Reading the code of a piece of production software is a poor way to get understanding of the fundamentals of a strange topic. It's really inefficient in terms of "understanding" per hour; the student has no context as to why certain choices were made for what reason, just that they were made.
This is unbelievably cool. It is a multi segmented key prefix Key Value store. Can someone just strap paxos or raft to this and call it a day please? Pretty please?
You're comparing apples to oranges, plus that's unduly harsh.
1. This is a KV store optimized (or claimed to be) for a combo of SSD and PMEM. Not a packaged, supported, appliance storage system.

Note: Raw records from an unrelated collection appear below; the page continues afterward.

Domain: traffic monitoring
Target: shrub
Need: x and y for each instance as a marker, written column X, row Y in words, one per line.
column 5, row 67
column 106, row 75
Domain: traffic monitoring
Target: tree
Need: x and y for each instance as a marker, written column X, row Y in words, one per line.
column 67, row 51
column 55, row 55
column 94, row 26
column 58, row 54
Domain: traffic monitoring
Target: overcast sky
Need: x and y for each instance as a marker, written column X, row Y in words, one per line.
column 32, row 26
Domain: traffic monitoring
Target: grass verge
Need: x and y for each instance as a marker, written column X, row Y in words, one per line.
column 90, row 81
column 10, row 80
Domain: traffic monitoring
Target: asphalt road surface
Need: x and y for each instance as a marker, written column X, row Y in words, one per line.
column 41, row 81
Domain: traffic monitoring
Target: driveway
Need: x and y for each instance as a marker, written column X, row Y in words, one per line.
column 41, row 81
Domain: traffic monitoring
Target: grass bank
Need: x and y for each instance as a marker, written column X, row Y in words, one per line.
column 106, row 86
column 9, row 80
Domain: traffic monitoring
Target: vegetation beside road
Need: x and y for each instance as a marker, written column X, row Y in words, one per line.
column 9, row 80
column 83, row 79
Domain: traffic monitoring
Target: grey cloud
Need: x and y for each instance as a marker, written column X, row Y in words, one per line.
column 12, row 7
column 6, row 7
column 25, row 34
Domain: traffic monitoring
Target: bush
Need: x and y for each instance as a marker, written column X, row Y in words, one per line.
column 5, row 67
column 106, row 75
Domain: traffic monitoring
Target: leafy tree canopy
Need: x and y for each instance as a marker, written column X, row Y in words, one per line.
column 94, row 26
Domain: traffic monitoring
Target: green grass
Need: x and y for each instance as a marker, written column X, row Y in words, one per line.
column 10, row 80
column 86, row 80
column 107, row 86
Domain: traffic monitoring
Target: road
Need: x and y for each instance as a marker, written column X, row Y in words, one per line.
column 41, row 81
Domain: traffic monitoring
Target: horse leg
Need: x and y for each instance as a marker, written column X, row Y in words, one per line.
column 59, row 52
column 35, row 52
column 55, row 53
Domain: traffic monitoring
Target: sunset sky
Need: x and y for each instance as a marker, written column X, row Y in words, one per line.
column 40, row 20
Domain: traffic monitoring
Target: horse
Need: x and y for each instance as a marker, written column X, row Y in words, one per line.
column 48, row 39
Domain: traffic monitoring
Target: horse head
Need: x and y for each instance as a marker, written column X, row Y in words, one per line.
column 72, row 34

2. People who pay for enterprise storage do so for reasons beyond being too bone-headed to appreciate the joys of cobbling together production systems from the white box low-bidder and open source software.
I am curious about the durability and how well tested all of that is though. On the one hand, filesystems put a lot of work towards ensuring that bytes written to disk and synced are most likely durable, but OTOH Micron is a native SSD vendor so they've probably thought of that.
I'm also curious whether RAIDing multiple SSDs together at the block layer and then running HSE on top of that will be faster or whether running multiple HSE instances (not the right word, it's a library, but you get what I mean) with one per drive and then executing redundantly across instances would be faster. Argument for the former is that each instance would have to redo the management work, argument for the latter is that there's probably synchronization overhead within the library so running more in parallel should allow for concurrency and parallelism gains.